The cat fight occurring between the Romney and Obama campaigns over GOP presidential candidate Mitt Romney’s tenure at Bain Capital dramatically escalated Friday evening as both Romney and President Obama called each other liars in uncommon, major television appearances.

The campaigns have been trading barbs back and forth since The Boston Globe printed a scathing article  Thursday accusing Romney of leaving Bain Capital in 2002 rather than 1999 as he claims based on reports submitted to the Securities and Exchange Commission (SEC) at that time.

“Either Mitt Romney, through his own words and his own signature, was misrepresenting his position at Bain to the SEC, which is a felony, or he was misrepresenting his position at Bain to the American people to avoid responsibility for some of the consequences of his investments,” Obama 2012 deputy campaign manager Stephanie Cutter said on a conference call with reporters Thursday in response to the Globe’s article.
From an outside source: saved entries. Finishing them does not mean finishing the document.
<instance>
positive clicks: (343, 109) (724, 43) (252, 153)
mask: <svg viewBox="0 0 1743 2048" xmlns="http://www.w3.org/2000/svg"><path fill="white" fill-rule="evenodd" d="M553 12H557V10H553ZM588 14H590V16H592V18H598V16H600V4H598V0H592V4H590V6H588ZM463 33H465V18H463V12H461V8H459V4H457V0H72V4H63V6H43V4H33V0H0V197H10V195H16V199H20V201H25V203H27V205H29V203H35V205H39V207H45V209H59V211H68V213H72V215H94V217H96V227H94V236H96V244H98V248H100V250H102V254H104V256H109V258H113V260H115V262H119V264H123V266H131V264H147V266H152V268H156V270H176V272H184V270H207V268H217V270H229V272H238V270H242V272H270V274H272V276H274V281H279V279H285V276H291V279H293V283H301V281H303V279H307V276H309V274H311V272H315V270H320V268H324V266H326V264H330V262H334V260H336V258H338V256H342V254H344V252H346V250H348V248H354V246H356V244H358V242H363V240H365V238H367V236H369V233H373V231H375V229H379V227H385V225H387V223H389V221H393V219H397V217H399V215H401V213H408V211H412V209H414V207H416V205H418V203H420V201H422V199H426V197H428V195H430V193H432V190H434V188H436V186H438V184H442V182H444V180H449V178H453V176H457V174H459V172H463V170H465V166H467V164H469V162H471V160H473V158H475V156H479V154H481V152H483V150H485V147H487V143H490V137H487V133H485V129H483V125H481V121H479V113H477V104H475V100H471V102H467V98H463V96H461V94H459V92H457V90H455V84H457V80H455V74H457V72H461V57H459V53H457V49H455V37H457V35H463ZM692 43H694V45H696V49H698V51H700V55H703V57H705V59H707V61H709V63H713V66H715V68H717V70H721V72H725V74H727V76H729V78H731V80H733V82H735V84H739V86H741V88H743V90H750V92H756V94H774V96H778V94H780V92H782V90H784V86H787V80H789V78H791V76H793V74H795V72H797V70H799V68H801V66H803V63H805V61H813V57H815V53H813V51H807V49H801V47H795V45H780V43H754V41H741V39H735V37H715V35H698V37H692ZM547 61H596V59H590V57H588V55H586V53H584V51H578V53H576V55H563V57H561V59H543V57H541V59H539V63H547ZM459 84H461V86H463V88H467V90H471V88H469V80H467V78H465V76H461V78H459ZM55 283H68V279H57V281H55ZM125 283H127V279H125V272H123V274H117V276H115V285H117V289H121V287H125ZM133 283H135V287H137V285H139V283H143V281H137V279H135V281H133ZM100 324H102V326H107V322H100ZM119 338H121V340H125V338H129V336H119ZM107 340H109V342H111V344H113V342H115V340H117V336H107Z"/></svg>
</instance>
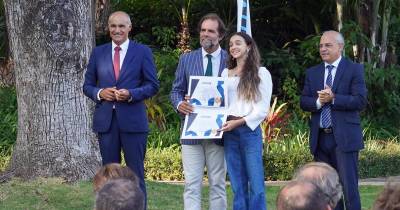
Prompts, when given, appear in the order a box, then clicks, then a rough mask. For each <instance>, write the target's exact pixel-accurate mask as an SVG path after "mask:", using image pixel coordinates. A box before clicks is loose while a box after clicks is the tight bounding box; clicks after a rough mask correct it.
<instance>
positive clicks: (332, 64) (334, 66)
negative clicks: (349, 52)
mask: <svg viewBox="0 0 400 210" xmlns="http://www.w3.org/2000/svg"><path fill="white" fill-rule="evenodd" d="M340 60H342V56H339V58H338V59H337V60H335V61H334V62H333V63H331V64H329V63H327V62H324V63H325V68H326V67H327V66H329V65H332V66H334V67H335V68H337V67H338V66H339V63H340Z"/></svg>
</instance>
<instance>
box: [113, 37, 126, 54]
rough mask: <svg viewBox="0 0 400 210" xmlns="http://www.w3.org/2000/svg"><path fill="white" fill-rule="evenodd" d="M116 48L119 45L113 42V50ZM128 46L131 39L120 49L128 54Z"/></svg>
mask: <svg viewBox="0 0 400 210" xmlns="http://www.w3.org/2000/svg"><path fill="white" fill-rule="evenodd" d="M116 46H118V45H117V44H115V43H114V42H112V49H113V50H114V49H115V47H116ZM128 46H129V39H126V40H125V42H123V43H122V44H121V45H120V46H119V47H120V48H121V51H124V52H126V51H127V50H128Z"/></svg>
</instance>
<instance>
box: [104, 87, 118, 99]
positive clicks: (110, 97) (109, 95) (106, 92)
mask: <svg viewBox="0 0 400 210" xmlns="http://www.w3.org/2000/svg"><path fill="white" fill-rule="evenodd" d="M115 91H117V89H115V87H112V88H104V89H103V90H101V91H100V98H101V99H104V100H106V101H115Z"/></svg>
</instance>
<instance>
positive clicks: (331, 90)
mask: <svg viewBox="0 0 400 210" xmlns="http://www.w3.org/2000/svg"><path fill="white" fill-rule="evenodd" d="M317 93H318V99H319V102H321V104H322V105H324V104H326V103H331V102H332V100H333V99H334V98H335V95H334V94H333V92H332V89H331V88H330V87H328V86H326V87H325V89H323V90H320V91H317Z"/></svg>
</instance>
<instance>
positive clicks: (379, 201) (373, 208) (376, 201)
mask: <svg viewBox="0 0 400 210" xmlns="http://www.w3.org/2000/svg"><path fill="white" fill-rule="evenodd" d="M372 209H373V210H397V209H400V182H391V181H389V182H387V183H386V184H385V187H384V188H383V191H382V192H381V193H380V194H379V195H378V198H377V199H376V200H375V203H374V206H373V208H372Z"/></svg>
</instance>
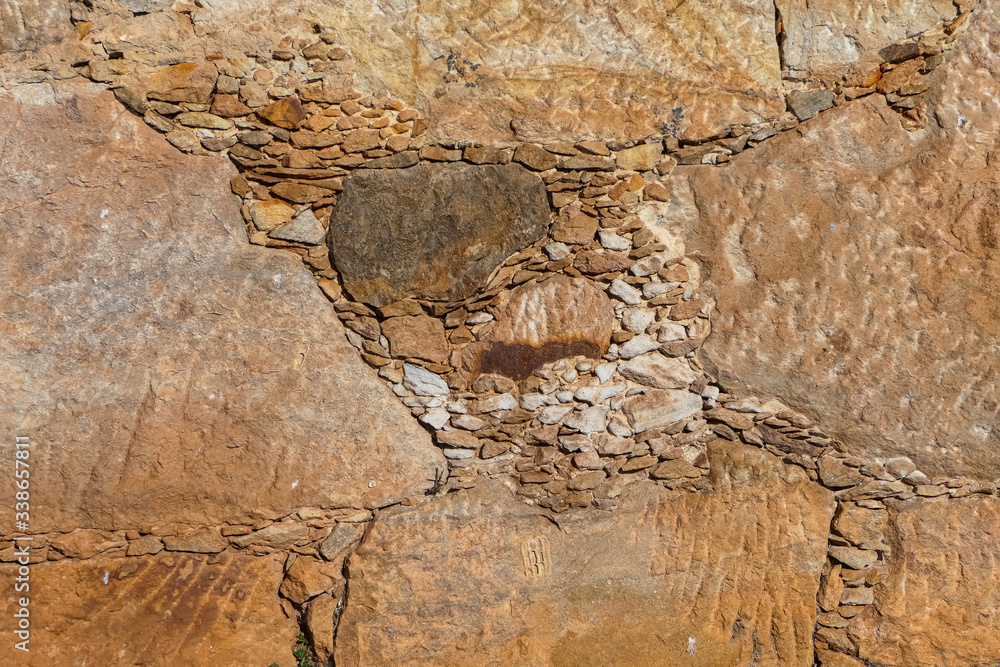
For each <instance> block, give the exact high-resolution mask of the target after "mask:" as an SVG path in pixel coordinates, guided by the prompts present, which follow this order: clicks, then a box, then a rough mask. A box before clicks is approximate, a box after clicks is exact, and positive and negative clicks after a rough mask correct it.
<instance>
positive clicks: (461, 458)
mask: <svg viewBox="0 0 1000 667" xmlns="http://www.w3.org/2000/svg"><path fill="white" fill-rule="evenodd" d="M441 453H442V454H444V457H445V458H446V459H452V460H456V461H457V460H461V459H471V458H472V457H473V456H475V455H476V452H475V451H473V450H471V449H443V450H441Z"/></svg>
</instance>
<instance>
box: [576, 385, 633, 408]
mask: <svg viewBox="0 0 1000 667" xmlns="http://www.w3.org/2000/svg"><path fill="white" fill-rule="evenodd" d="M625 388H626V387H625V385H624V384H609V385H601V386H599V387H580V388H579V389H577V390H576V400H578V401H580V402H582V403H589V404H590V405H597V404H598V403H603V402H604V401H606V400H608V399H609V398H611V397H612V396H617V395H618V394H620V393H622V392H623V391H625Z"/></svg>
However, multiple fact checkers, including reporters at The Washington Post, CNN and Factcheck.org, have said that the Globe’s story doesn’t stand up.

“The president needs to take control of these people,” Romney told ABC’s Jonathan Karl. “He ought to disavow it and reign in these people who are running out of control.”
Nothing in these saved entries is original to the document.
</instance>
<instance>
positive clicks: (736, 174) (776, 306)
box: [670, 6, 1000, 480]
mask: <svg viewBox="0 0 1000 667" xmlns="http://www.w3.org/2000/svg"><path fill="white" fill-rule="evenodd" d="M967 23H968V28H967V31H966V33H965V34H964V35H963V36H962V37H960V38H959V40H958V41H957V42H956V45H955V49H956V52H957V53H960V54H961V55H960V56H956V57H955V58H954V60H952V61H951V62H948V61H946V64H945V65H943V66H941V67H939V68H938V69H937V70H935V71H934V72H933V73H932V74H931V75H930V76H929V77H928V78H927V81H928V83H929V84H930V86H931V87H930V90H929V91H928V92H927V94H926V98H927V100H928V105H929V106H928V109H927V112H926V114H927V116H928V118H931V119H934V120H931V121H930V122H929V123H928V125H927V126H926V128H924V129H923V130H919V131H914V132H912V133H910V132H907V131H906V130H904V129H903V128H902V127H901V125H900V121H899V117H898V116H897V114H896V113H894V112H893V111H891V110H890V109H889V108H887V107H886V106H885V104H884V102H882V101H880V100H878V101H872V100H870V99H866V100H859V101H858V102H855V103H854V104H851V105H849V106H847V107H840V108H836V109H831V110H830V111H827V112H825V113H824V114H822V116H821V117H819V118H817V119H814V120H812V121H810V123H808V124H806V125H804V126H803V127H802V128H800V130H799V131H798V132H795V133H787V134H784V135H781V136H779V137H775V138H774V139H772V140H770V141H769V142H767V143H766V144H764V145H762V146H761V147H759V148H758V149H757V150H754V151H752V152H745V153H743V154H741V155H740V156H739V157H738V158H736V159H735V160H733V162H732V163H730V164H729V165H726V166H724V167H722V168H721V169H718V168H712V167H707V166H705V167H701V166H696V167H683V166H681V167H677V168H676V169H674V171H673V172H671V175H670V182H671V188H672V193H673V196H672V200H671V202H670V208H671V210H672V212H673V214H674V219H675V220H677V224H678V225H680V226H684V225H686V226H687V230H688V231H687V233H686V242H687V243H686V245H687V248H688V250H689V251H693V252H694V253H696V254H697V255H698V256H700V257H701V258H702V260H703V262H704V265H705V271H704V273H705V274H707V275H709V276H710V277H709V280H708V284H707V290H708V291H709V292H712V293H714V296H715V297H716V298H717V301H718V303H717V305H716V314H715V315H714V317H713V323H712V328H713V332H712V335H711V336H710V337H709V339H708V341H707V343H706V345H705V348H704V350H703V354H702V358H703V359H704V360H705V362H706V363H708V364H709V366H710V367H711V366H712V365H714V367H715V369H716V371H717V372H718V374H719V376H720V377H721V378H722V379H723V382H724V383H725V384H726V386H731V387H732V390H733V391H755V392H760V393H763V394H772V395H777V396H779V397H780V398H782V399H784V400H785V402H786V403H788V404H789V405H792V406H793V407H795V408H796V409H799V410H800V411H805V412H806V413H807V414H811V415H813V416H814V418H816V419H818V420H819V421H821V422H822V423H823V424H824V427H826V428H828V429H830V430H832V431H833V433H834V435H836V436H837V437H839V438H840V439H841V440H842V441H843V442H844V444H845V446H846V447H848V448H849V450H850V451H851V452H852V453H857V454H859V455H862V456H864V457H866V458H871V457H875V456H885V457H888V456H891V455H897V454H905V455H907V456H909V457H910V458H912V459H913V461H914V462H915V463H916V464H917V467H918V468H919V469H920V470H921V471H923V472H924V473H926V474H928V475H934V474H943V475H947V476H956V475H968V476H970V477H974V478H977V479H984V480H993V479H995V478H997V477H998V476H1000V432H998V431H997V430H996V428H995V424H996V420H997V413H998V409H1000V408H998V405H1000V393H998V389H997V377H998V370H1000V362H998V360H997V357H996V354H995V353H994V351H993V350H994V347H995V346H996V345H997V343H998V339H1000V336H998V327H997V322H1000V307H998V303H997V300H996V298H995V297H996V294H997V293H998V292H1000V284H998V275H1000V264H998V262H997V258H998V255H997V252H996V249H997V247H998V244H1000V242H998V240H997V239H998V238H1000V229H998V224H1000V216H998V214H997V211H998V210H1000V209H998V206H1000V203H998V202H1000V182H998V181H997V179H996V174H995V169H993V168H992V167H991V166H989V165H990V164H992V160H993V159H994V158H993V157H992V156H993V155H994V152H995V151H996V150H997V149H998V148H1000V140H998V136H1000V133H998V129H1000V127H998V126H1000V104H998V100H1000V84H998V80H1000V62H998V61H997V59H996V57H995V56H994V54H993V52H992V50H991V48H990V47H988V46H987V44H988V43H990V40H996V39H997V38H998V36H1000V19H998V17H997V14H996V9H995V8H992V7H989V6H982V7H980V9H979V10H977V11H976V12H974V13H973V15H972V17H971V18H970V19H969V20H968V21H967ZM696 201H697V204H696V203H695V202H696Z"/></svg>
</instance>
In an excerpt from an interview with Washington WILJA’s Scott Thurman set to air this weekend President Obama said, “Ultimately Mr. Romney, I think, is going to have to answer those questions, because if he aspires to being president one of the things you learn is, you are ultimately responsible for the conduct of your operations, but again that’s probably a question that he’s going to have to answer and I think that’s a legitimate part of the campaign.”

The Romney campaign fired back in an interview with on CNN saying that Obama’s “disappointing” behavior is very unbecoming of the President of the United States and “beneath” someone who claimed he would change the tone of politics.

“Is this the level that the Obama campaign is willing to stoop to?” Romney asked CNN’s Jim Acosta, calling Democrats’ strategy to ‘Kill Romney’ “disgusting and demeaning.”

Romney said that his campaign should not have to apologize for calling the Obama campaign’s attacks “false and deceptive and dishonest” because multiple fact checkers have proven that the Obama 2012 campaign’s claims about his time at his time at Bain Capital are wrong. Instead, he said Obama’s campaign should apologize to him for suggesting he was felon.

Obama campaign spokesman Ben LaBolt says the campaign will not apologize for the over the top comments made by Cutter.